Chancellor Rachel Reeves has recently unveiled Labour’s first Budget since 2010, following the party’s significant victory in the general election held in July. This Budget is notable not only for the policies it introduces but also due to the considerable decisions around taxation and public spending it encompasses. At its core, it outlines a strategy that includes a £40 billion increase in taxes aimed at bolstering the NHS and other essential public services. This overview seeks to clarify the main elements of the Budget and their implications for the public and businesses.
In the realm of personal taxes, Reeves confirmed that the rates of income tax, National Insurance, and VAT will remain unchanged for the forthcoming fiscal year. Interestingly, the thresholds for income tax bands are set to rise in line with inflation post-2028, thereby mitigating the potential of a greater number of individuals falling into higher tax brackets as their wages increase. However, a significant shift entails the increase of capital gains tax on profits from share sales: the basic rate will rise from 10% to 18%, while the higher rate will jump from 20% to 24%. Furthermore, changes to inheritance tax are notable, as the existing threshold freeze has been extended to 2030, and from 2027, unallocated pension pots will also be taxable.
Moving onto business taxes, some dramatic shifts are underway. Companies will see their National Insurance contributions increase significantly to 15% on salaries over £5,000, up from the previous rate of 13.8%, which is expected to yield an additional £25 billion annually. In parallel, the employment allowance, helpful for small businesses in reducing their National Insurance liabilities, is set to double from £5,000 to £10,500, providing some relief to smaller enterprises amidst the tax hikes. Additionally, private equity managers will face increased taxation, with rates on profits from successful transactions rising from up to 28% to up to 32%.

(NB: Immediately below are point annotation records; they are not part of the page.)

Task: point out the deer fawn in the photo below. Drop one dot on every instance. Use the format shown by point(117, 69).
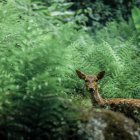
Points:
point(91, 83)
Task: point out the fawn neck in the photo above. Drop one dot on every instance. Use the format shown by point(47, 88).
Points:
point(96, 99)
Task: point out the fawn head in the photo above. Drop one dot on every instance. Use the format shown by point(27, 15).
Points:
point(91, 80)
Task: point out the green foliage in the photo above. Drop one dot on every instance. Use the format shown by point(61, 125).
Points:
point(38, 58)
point(136, 19)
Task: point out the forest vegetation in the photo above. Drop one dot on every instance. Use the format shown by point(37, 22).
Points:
point(42, 43)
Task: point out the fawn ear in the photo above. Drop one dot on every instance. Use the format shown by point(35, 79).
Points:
point(100, 75)
point(80, 74)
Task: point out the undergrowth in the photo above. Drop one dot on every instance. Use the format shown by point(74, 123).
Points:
point(38, 59)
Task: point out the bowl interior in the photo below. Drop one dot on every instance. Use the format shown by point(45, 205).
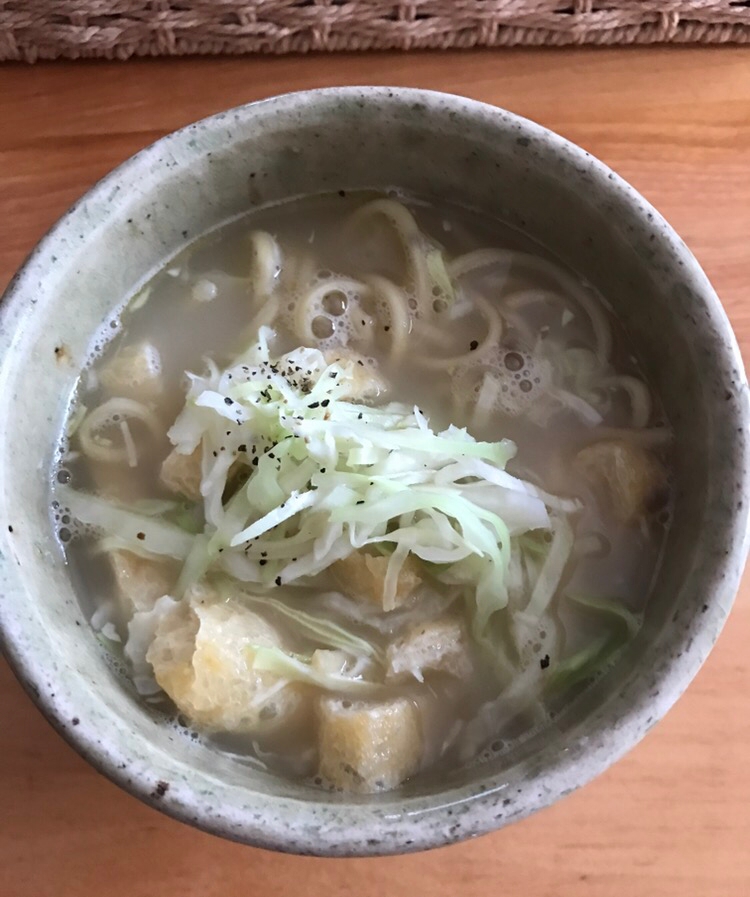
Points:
point(437, 147)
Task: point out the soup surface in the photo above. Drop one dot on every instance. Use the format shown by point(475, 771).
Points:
point(358, 487)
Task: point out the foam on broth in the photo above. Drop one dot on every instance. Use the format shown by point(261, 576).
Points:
point(200, 306)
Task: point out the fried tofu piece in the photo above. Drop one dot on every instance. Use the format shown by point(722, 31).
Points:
point(202, 656)
point(134, 372)
point(182, 473)
point(141, 581)
point(368, 746)
point(626, 474)
point(439, 646)
point(362, 576)
point(365, 383)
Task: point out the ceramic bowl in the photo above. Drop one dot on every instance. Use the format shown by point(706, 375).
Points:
point(436, 146)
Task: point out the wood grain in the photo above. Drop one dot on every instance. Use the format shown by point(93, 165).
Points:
point(673, 818)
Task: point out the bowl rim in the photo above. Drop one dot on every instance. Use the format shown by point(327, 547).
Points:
point(376, 828)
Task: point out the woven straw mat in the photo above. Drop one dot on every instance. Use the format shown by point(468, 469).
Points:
point(47, 29)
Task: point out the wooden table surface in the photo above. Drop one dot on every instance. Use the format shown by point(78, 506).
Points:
point(673, 818)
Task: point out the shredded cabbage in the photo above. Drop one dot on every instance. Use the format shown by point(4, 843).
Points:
point(296, 474)
point(295, 668)
point(602, 651)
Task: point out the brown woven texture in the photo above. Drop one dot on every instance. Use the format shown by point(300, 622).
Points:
point(47, 29)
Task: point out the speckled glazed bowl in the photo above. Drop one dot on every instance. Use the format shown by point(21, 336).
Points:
point(436, 146)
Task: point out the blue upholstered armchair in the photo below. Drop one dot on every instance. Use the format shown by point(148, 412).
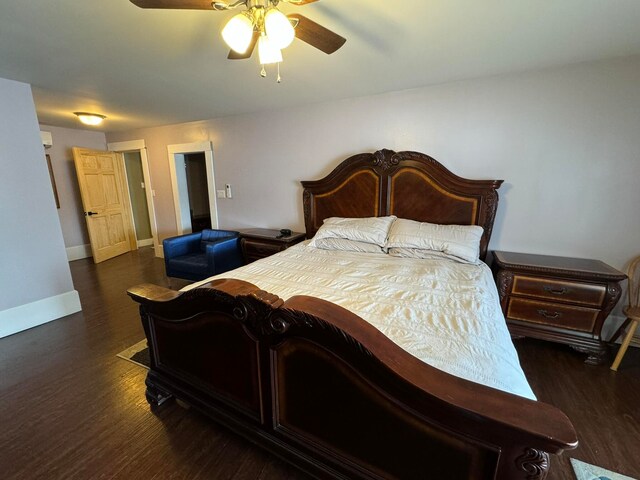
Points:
point(196, 256)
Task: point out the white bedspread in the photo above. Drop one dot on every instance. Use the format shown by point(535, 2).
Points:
point(445, 313)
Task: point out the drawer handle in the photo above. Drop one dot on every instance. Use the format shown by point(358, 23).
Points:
point(556, 291)
point(551, 316)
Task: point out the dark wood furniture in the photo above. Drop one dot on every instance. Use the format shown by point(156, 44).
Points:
point(258, 243)
point(320, 387)
point(561, 299)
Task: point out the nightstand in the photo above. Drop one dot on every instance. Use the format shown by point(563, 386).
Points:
point(560, 299)
point(261, 242)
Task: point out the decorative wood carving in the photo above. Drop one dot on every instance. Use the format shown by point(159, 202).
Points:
point(442, 197)
point(561, 299)
point(534, 463)
point(266, 339)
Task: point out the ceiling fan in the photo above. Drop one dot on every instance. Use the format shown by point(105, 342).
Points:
point(260, 23)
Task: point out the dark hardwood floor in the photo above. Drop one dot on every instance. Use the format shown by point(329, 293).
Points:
point(71, 409)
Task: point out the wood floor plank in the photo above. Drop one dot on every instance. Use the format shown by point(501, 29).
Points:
point(70, 409)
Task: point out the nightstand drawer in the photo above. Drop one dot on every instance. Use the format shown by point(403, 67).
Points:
point(552, 314)
point(260, 249)
point(560, 290)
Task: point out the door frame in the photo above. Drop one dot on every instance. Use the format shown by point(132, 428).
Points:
point(139, 146)
point(176, 154)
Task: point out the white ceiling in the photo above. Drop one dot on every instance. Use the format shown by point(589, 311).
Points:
point(156, 67)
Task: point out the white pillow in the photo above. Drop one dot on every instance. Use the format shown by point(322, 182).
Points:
point(368, 230)
point(461, 242)
point(348, 245)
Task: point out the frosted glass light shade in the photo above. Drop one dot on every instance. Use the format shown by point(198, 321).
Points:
point(238, 32)
point(267, 51)
point(278, 28)
point(90, 118)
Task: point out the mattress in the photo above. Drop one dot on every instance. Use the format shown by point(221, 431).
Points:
point(445, 313)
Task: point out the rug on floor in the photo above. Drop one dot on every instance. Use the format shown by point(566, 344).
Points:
point(138, 354)
point(585, 471)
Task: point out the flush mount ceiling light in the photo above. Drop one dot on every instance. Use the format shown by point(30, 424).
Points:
point(90, 118)
point(262, 24)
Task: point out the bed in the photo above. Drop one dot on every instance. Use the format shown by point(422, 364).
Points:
point(270, 352)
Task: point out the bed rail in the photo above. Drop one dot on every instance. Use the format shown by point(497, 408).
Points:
point(323, 389)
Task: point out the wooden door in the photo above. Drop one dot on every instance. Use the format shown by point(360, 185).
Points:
point(105, 201)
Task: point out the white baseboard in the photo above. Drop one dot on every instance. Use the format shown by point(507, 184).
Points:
point(78, 252)
point(612, 324)
point(17, 319)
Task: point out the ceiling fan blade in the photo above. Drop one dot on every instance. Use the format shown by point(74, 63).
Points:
point(301, 2)
point(233, 55)
point(176, 4)
point(316, 35)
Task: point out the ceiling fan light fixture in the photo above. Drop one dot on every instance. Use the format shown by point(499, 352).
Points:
point(268, 52)
point(238, 32)
point(278, 28)
point(90, 118)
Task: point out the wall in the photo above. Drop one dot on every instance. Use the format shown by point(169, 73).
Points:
point(35, 279)
point(565, 140)
point(137, 194)
point(71, 213)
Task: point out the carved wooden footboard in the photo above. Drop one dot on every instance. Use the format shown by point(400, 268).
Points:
point(321, 388)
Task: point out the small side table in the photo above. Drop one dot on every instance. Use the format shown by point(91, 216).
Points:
point(262, 242)
point(561, 299)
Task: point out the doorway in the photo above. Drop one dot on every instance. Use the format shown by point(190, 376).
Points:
point(198, 192)
point(136, 163)
point(193, 182)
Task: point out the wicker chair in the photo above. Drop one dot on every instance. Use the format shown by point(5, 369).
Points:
point(632, 311)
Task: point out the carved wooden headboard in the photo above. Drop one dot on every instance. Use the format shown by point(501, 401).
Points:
point(409, 185)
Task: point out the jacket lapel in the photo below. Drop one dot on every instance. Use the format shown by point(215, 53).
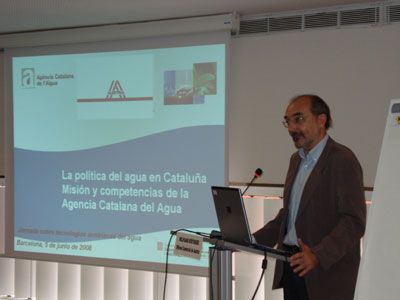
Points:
point(294, 166)
point(315, 177)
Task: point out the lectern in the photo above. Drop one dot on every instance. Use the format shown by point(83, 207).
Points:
point(220, 265)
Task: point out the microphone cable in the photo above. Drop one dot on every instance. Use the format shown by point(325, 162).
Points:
point(264, 267)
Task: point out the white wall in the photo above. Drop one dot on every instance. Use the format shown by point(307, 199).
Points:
point(355, 70)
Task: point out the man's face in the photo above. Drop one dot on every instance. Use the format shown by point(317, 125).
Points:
point(305, 129)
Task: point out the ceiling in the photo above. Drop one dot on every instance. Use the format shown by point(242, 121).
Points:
point(33, 15)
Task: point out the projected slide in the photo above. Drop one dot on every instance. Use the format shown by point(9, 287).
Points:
point(113, 150)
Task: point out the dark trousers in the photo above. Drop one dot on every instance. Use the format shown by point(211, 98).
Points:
point(294, 287)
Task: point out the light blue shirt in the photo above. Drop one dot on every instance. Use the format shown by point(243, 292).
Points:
point(306, 166)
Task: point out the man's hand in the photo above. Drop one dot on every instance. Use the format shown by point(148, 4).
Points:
point(304, 260)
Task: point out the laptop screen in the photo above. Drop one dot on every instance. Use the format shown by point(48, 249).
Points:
point(231, 215)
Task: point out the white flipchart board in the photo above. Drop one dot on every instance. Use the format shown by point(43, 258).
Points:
point(379, 274)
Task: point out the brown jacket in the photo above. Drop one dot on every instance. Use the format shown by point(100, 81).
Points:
point(331, 221)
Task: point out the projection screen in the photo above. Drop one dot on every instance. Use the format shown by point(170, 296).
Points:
point(113, 144)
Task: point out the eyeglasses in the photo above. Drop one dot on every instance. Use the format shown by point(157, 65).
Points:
point(295, 120)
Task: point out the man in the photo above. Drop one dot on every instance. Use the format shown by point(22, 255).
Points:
point(323, 215)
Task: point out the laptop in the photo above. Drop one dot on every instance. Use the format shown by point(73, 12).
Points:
point(232, 219)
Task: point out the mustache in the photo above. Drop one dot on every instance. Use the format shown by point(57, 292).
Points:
point(296, 134)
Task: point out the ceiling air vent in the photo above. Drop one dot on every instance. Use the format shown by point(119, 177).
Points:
point(317, 20)
point(393, 13)
point(285, 23)
point(360, 16)
point(253, 26)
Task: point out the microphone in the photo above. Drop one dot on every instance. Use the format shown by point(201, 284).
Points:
point(257, 174)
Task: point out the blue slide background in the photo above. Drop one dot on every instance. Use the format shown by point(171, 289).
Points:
point(55, 132)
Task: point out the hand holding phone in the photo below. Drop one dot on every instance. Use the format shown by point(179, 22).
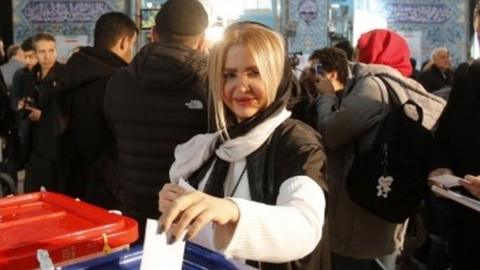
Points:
point(319, 70)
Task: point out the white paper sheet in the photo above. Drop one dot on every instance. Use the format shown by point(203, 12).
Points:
point(455, 196)
point(157, 253)
point(447, 180)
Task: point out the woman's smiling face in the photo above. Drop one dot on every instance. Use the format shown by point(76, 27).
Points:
point(244, 91)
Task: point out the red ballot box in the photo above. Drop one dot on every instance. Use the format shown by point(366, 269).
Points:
point(69, 230)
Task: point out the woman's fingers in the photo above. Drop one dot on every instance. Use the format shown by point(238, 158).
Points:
point(201, 221)
point(472, 184)
point(177, 207)
point(167, 194)
point(189, 216)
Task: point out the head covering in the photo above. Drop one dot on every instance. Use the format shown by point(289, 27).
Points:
point(182, 17)
point(385, 47)
point(219, 171)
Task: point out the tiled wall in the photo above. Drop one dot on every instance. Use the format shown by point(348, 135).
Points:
point(62, 17)
point(310, 17)
point(439, 23)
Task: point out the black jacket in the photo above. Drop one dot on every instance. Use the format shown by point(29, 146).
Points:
point(159, 101)
point(432, 78)
point(457, 135)
point(85, 80)
point(45, 164)
point(7, 116)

The Budget also addresses wages, benefits, and pensions. A notable adjustment is the increase in the minimum wage for individuals over 21, which will rise from £11.44 to £12.21 per hour starting April 2025. For younger workers, rates for 18 to 20-year-olds will also see an increase from £8.60 to £10. These changes signal a move toward a more significant increase in earnings for the lower-paid segments of the workforce. Additionally, state pensions will rise by 4.1% due to the “triple lock” system, which promises higher annual increases based on various metrics.
In terms of transport, significant changes are being introduced that primarily focus on supporting public transport users and reducing fuel costs. The fluctuating fuel duty—a reduction initially brought in by the Conservatives—now has an extension until April 2025. However, bus fares are set to increase from £2 to £3 starting in January. The Budget also insists on funding for the HS2 high-speed rail project and addresses essential repairs to transport infrastructure with an additional £500 million allocated to repair potholes.
An equally vital component of the Budget addresses drinking and smoking. From October 2026, a new flat-rate tax of £2.20 per 10ml of vaping liquid will be instituted, signifying a broadening of the tax base on vaping products. Moreover, taxes on tobacco will rise by 2% above inflation and will increase more substantially for hand-rolling tobacco. Alcohol duties will see a nuanced presentation, with increases tied to general inflation metrics.
The government’s approach to spending is equally revealing. Budget allocations for the NHS and education in England will rise by 4.7% in real terms, while defence spending will see a substantial increase of £2.9 billion next year. The Home Office’s budget, on the other hand, is set to shrink due to expected savings stemming from reforms in the asylum system.
Housing has also become a central theme in this Budget, particularly with anticipated rent increases for social housing providers and adjustments in the thresholds for paying stamp duty. This includes changes for first-time buyers and alterations to the existing Right to Buy scheme, which could impact home ownership and affordability going forward.
The outlook for UK growth, inflation, and debt predicts cautious optimism, with the Office for Budget Responsibility forecasting modest growth rates and inflation. This Budget is an ambitious undertaking by Rachel Reeves, aiming not only to address immediate financial necessities but also to lay down a foundation for future economic stability, with varied impacts across different sectors and communities.
In summary, this Budget represents a critical moment in the UK’s economic policy landscape, balancing the needs for increased public sector funding amidst a backdrop of significant tax reform, and sets a course that will shape the future interactions between government, the economy, and the individual citizen.